Terpfan wrote: ↑
Mon Feb 25, 2019 2:47 am
Sure, Heifetz can take a day off just before a concert and no one will notice the difference except himself. For most people that equals crash and burn.
Yes, and then just a puddle on the floor!
I attempted some cursory research to find, online, some information on Tarrega's practice routine. I have had no luck with that, yet. My original reading of Tarrega's machine like routine, with stop watch, to the second, came from hard print (likely Dr. Leckie's journals) - must have read it sometime in the 80's.
I did find something of Segovia's later year's routine in a New York Times interview of 1977. At that time Segovia was 84. His daily practice was regular 5 hours with an irregular bonus 1 hour evening practice. He preferred to go at it in 1 and 1/4 hour intervals, 4 times during the day. By this time he had cut his concert schedule down to 26 per year from a high of 100. It doesn't mention anything about him having had cut practice hours down, but that most likely was also a necessity of age.

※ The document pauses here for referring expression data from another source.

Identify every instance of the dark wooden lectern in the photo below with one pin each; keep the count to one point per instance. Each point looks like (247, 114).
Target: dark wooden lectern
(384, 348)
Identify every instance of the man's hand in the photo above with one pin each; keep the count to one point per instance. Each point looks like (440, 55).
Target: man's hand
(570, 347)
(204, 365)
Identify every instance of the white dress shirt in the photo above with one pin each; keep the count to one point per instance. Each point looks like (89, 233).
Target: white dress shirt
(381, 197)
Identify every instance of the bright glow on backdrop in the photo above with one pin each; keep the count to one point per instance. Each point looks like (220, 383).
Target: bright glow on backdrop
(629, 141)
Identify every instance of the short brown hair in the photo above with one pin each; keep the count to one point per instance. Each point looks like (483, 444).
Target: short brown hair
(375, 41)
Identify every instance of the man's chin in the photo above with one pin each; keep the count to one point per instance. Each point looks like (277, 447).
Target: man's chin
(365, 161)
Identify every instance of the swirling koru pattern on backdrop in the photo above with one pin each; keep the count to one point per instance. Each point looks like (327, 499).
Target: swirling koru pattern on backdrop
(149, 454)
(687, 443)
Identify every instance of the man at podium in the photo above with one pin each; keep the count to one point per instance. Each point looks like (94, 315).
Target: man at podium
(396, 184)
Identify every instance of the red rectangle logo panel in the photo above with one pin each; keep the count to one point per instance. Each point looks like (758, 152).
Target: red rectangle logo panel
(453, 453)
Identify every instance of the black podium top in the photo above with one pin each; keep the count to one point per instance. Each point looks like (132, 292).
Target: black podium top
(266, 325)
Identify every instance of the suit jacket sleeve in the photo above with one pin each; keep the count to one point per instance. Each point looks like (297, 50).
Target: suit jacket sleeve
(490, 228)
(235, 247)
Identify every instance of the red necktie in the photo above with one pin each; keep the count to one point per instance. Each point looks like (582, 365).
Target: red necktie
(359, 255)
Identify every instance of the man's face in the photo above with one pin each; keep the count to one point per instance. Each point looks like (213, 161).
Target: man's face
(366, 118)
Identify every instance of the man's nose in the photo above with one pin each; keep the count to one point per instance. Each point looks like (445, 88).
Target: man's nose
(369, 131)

Anyone care to calculate Segovia's lifetime guitar playing (i.e. practice, in teaching/demonstration, concertizing) mileage? (My rough estimate is close to 250,000 hours, based on lifetime 8 hour daily averaged over 84 years (he died at 94.))
BTW, speaking of Segovia: I recently met someone playing a well worn Ramirez 1A. His humble playing of Renaissance pieces and the tone of the instrument was nothing short of divine. I'm glad I asked him about the instrument. He stated that he had played none other since acquiring it as a student, studying abroad. His story was that it was one of Segovia's Ramirez's. Segovia had ordered and played several, with this one offered as first prize in a guitar festival which Segovia initiated in the late sixties. The prized instrument was never sold or on the market, yet passed down from master to the premier student over three more generations - much like a mantle of succession. I found the story genuine and touching! I asked him if he takes on students and he said "no," preferring just to play for himself. Under that poignant circumstance, the mantle is unlikely to be passed on any further.